Perennial Bulbs Overview: Anemone


Discover how to grow Anemone with instructions on starting seed, transplanting, site selection, care and maintenance, water and fertilization requirements, and  pests and diseases.

Anemone Stats at a Glance

Botanical Name: Anemone x hybrida

Common Name(s): Windflowers, Hybrid anemone, Japanese anemone

Height: 2-3 feet

Soil Conditions:  Well-drained, fertile soil

Sun: Full sun/partial shade

Soil pH Conditions: 5.8-7.2

Planting Instructions

When Do I Plant Anemone?

Anemone can be planted in the spring as soon as the last threat of frost has passed or in the fall.

Soil Temperature: 65°F


Where Do I Plant Anemone?

Anemone plants perform best in loamy, well-drained soil high in organic matter but will grow in nearly any good garden soil that receives full sun and is well-drained. Incorporating several inches of organic matter into the soil when preparing the bed will improve growth and development.

Soil Conditions:  Well-drained, fertile soil
Sun: Full sun/partial shade
Soil pH Conditions: 5.8-7.2


How Do I Plant Anemone?

Anemone can be propagated by direct planting or division.

Direct planting.  To plant bulbs directly in the garden, dig a hole 2-3” deep.  Plant one bulb per hole.  Cover with a few inches of soil.

If you overwintered your bulbs from the prior year, you will want to start them indoors 6-8 weeks prior to planting out of doors.  Once you retrieve your roots from storage, discard any rotted or damaged sections.

You will need to separate the bulbs into sections that contain one healthy root and one healthy eye.  Let these new pieces dry out for a day before planting.  Give each root its own container.

Division. Divide the plant in the spring.
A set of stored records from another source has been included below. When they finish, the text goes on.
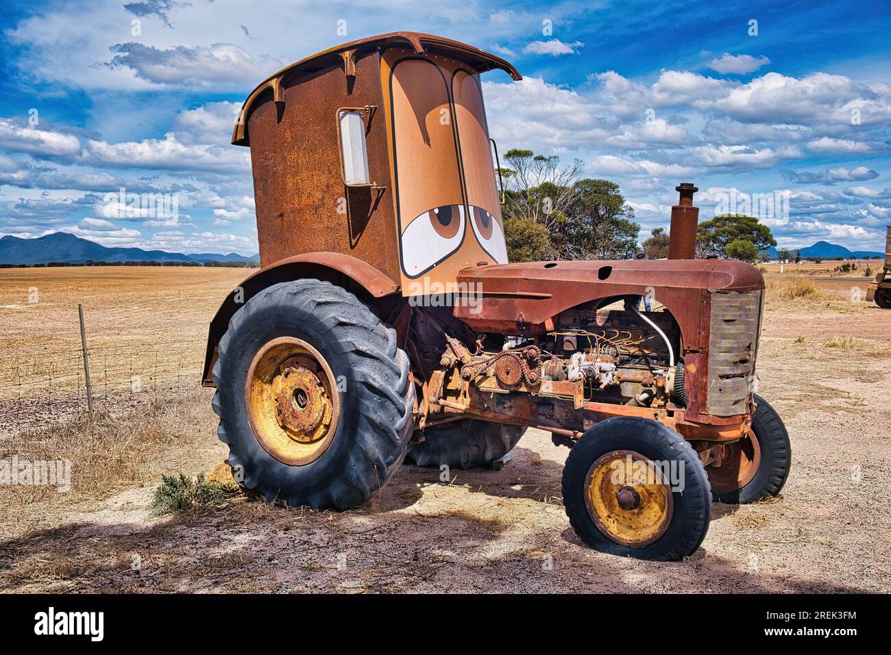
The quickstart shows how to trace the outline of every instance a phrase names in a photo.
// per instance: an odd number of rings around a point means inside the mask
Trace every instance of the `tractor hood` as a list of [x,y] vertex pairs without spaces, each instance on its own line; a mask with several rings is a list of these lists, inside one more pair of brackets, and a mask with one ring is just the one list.
[[465,268],[458,282],[476,295],[473,306],[454,308],[478,332],[522,332],[553,329],[560,312],[621,296],[652,297],[678,321],[689,348],[705,347],[713,292],[764,288],[761,273],[735,259],[626,259],[503,264]]

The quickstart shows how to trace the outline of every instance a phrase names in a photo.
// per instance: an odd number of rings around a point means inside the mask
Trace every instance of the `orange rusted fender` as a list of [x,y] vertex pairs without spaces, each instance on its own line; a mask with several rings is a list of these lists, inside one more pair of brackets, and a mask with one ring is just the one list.
[[225,332],[233,315],[266,287],[307,277],[327,280],[360,298],[383,298],[399,291],[398,284],[368,262],[339,252],[307,252],[264,266],[245,278],[226,296],[210,322],[201,375],[203,386],[213,386],[210,369],[217,358],[217,344]]

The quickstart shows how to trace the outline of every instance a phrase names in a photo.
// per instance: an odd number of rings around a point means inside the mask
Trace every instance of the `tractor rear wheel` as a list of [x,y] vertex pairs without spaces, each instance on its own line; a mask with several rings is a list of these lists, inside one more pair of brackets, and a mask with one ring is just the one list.
[[446,423],[425,430],[424,440],[408,446],[406,459],[418,466],[487,466],[513,450],[525,431],[526,428],[488,421]]
[[721,466],[706,471],[715,500],[744,504],[780,493],[792,463],[789,432],[776,410],[760,396],[755,397],[752,432],[748,438],[726,446]]
[[265,289],[217,352],[217,433],[248,488],[347,510],[402,463],[413,427],[408,356],[352,293],[310,279]]
[[674,561],[705,539],[712,495],[702,463],[681,435],[656,421],[618,416],[597,423],[572,446],[563,504],[592,548]]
Can I Start Anemone Indoors?

If you want earlier blooms, start your anemone indoors.  Anemone require fertile soil, moisture, good drainage, and plenty of room to grow, so choose your planting container accordingly.

Choose a pot that is at least 6” around and has plenty of drainage holes.  Line the bottom of the pot with pebbles and place on a saucer.  Fill the pot with a fertile commercial soil.  Plant the rhizome at a depth of about 3”, laying it horizontally with its eye facing up. Water thoroughly allowing any excess water to drain into the saucer.  Move to a warm, sunny location.  Keep the soil moist by watering from the bottom through the saucer.

Fertilize at least once with a 10-10-10 fertilizer.


When to Start Seeds: 6-8 weeks prior to planting
Time to Germination: 28-35 days
Light/Darkness Requirements: Dark
Optimal Temp. for Germination: 60-65°F



How Far Apart Do I Plant Anemone?

To ensure good air circulation, space Anemone 24” apart.

Anemone Plant Care and Maintenance

How Often Should I Water Anemone?

The key to watering Anemone is to maintain a consistent moisture level. The soil should be moist to a depth of 6”.

Water the soil around the plant. Overhead watering will encourage disease.  Drip irrigation is best.

Mulch around the plant will help to lock in moisture.


Should I Fertilize Anemone?

Fertilizing decisions should be based on a soil test.  If a soil test cannot be obtained you can fertilize your perennial bulbs will likely benefit from a once a month feeding with granular bulb fertilizer.  Fertilize more frequently (every other week) if using a water-soluble fertilizer.

Fertilize the soil around the plant at least 6” from the plant base. Irrigate into the soil.


Additional Care Instructions

Deadhead spent flowers to encourage continual blooming.

Cut plants back in the fall. Do not divide until spring.

Can Anemone Overwinter

As a tender perennial, Anemone will not survive cold harsh winters.  If you live in a climate with harsh winters and want to save your flowers to replant next year, you will need to dig them up and store them for the winter. (Anemone may successfully overwinter in zones 6 and higher) When the foliage begins to die back following the first frost of the season, cut back the stems.  Gently loosen the soil around the clump of roots and remove from the soil.

Place the unwashed roots in a mesh bag filled with moist (not wet) peat moss and hang it in a dark, cool location.  Pack them lightly so that they receive good air circulation.  The peat moss should not be allowed to dry out or freeze during storage.

Anemone Diseases

The most common diseases associated with this plant include downy mildew, leaf and stem smuts, powdery mildew, rust, septoria leaf spot, synchytrium leaf gall.

Anemone Pests

The most common pests associated with this plant include black blister beetles, flea beetles, and Japanese beetles.